In this time, she ejected the Communists from West Bengal in 2011, a bastion they held for 34 years, and made her party a force to reckon with after bagging a second term in 2016. Clearly, no longer content with being a provincial satrap, "Didi" is now eyeing a bigger role for herself and her party at the Centre. She is making frequent trips around the country, cobbling together support for a united Opposition, meeting up with leaders like N Chandrababu Naidu, Arvind Kejriwal and K Chandrashekar Rao and brushing up her Hindi.
India Today cover story, The Challenger, for July 16, 2018.
It’s not hard to see why she sees herself as the potential nucleus of a united Opposition. Bihar chief minister Nitish Kumar, a contender for the role, was weaned away by the BJP in 2017. The May 2019 Lok Sabha election increasingly appears to be one where the Congress will fight as first among equals. Rahul Gandhi is yet to display the stamina, tenacity, aggression or the unpredictability a challenger will need to bring into the fight against the formidable Narendra Modi.
Mamata Banerjee has all these attributes in spades and clearly this is the reason many opposition veterans, from Sharad Pawar to Chandrababu Naidu to Sharad Yadav and Lalu Prasad Yadav, have endorsed her candidature, seeing her as someone who will consolidate and unite the Opposition and forge a front that could dethrone the NDA next year. Her detractors in the Congress fear she is planning a coalition minus them to call the shots and bargain for the top post after the elections. They have every reason to be apprehensive.
This instinctive politician has been on our cover twice, both times for her ability to pull off surprises. Knocking out the Left in May 2011 (Marx Meets Mamata) and storming out of UPA-II in April 2, 2012 (Hurricane in a Hurry). Her third cover comes even as the ruling BJP feels the heat of rising public discontent and successive by-election defeats.
The BJP, the West Bengal CM feels, has peaked, and sooner than later, the law of averages will catch up. In consistently speaking out against the central government’s policies — from demonetisation to GST, to the linking of Aadhaar to mobile numbers — as well as on atrocities on Dalits and the recent spate of lynchings, she has positioned herself as a rival.
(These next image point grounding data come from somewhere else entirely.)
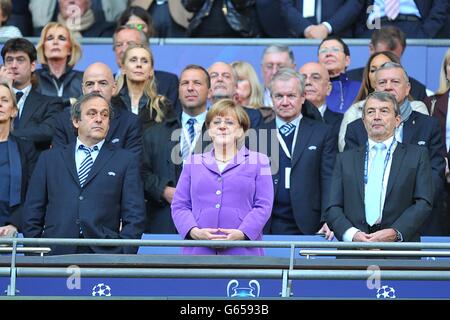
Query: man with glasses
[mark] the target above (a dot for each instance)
(88, 188)
(125, 127)
(166, 82)
(334, 54)
(414, 128)
(34, 121)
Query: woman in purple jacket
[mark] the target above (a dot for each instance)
(227, 193)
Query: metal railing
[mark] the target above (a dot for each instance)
(284, 269)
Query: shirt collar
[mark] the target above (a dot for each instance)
(99, 145)
(200, 119)
(295, 122)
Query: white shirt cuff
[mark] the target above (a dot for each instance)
(349, 234)
(330, 29)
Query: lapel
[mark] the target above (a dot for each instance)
(106, 152)
(304, 133)
(409, 129)
(15, 170)
(68, 153)
(30, 106)
(397, 160)
(359, 158)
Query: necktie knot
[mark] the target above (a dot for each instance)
(287, 128)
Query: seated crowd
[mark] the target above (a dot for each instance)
(213, 154)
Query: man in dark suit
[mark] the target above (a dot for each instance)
(391, 39)
(166, 82)
(302, 153)
(87, 189)
(414, 128)
(224, 85)
(387, 200)
(163, 147)
(318, 19)
(317, 88)
(34, 121)
(125, 127)
(418, 18)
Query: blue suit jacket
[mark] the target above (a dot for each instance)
(312, 168)
(419, 129)
(124, 130)
(57, 207)
(340, 14)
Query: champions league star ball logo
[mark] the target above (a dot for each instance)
(101, 290)
(386, 292)
(234, 291)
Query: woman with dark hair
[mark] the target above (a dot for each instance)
(58, 51)
(137, 18)
(368, 85)
(17, 160)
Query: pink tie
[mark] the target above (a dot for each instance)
(392, 8)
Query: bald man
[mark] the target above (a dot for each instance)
(317, 88)
(125, 128)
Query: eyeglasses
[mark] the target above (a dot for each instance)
(137, 26)
(91, 84)
(121, 44)
(332, 49)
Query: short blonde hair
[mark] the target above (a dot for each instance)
(75, 53)
(245, 70)
(226, 107)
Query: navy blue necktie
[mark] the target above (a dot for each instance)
(86, 165)
(19, 95)
(187, 144)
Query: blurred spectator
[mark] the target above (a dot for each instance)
(334, 54)
(58, 51)
(390, 39)
(438, 105)
(222, 18)
(17, 160)
(318, 19)
(137, 18)
(21, 17)
(417, 19)
(137, 88)
(5, 12)
(368, 86)
(88, 18)
(170, 18)
(249, 91)
(268, 13)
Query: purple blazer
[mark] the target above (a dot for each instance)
(240, 197)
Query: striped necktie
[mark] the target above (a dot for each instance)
(87, 163)
(187, 144)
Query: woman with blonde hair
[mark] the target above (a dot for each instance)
(17, 160)
(58, 51)
(249, 90)
(136, 86)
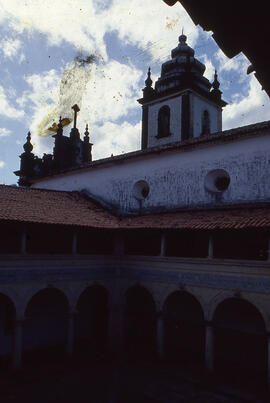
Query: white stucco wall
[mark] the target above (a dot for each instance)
(176, 179)
(175, 122)
(198, 106)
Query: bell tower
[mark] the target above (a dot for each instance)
(183, 104)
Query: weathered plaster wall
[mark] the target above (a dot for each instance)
(175, 122)
(176, 179)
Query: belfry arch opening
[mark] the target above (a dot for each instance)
(206, 122)
(164, 117)
(45, 325)
(183, 329)
(240, 347)
(7, 317)
(91, 334)
(140, 323)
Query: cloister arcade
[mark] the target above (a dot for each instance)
(227, 334)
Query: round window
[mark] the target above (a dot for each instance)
(217, 181)
(141, 190)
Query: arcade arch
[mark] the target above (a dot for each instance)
(240, 341)
(91, 330)
(45, 324)
(7, 317)
(140, 323)
(184, 335)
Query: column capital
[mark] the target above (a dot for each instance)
(19, 319)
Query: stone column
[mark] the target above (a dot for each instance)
(17, 343)
(209, 347)
(268, 362)
(268, 252)
(160, 336)
(23, 242)
(116, 328)
(119, 246)
(74, 243)
(210, 247)
(163, 245)
(70, 333)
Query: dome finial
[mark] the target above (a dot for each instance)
(28, 147)
(86, 133)
(216, 83)
(148, 81)
(60, 127)
(182, 38)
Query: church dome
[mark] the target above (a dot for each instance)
(182, 71)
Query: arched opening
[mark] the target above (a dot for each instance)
(91, 334)
(240, 347)
(184, 333)
(140, 323)
(45, 325)
(205, 122)
(164, 121)
(7, 317)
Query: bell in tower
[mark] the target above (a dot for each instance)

Her attacks against Prime Minister Modi have become less strident of late, but there is no mistaking the fact that she considers herself a prime contender.
In an exclusive interview with Group Editorial Director Raj Chengappa, her most detailed interaction with a publication yet, the inscrutable Mamata Banerjee outlined her strategy for 2019 — electoral tie-ups in a limited number of seats between regional parties to dent the BJP’s chances are part of the plan.
“If it (an electoral tie-up) is done for 75 seats… then the game will be over…” says Mamata.
Chengappa, who spent an hour and 15 minutes with her, says, “She was feisty but focused. Her strength is her simplicity and ability to remain grounded.”
The only trouble is the popular perception that Mamata currently has nothing to offer beyond electoral math. She has opposed most of the government’s policies, but is yet to articulate an alternative narrative of development. As the potential leader of a united Opposition, she will have the still bigger task of convincing the electorate that a united front is worth more than the sum of its parts and that her charisma extends beyond her state.
(India Today Editor-in-Chief's note for cover story, The Challenger; July 16, 2018.)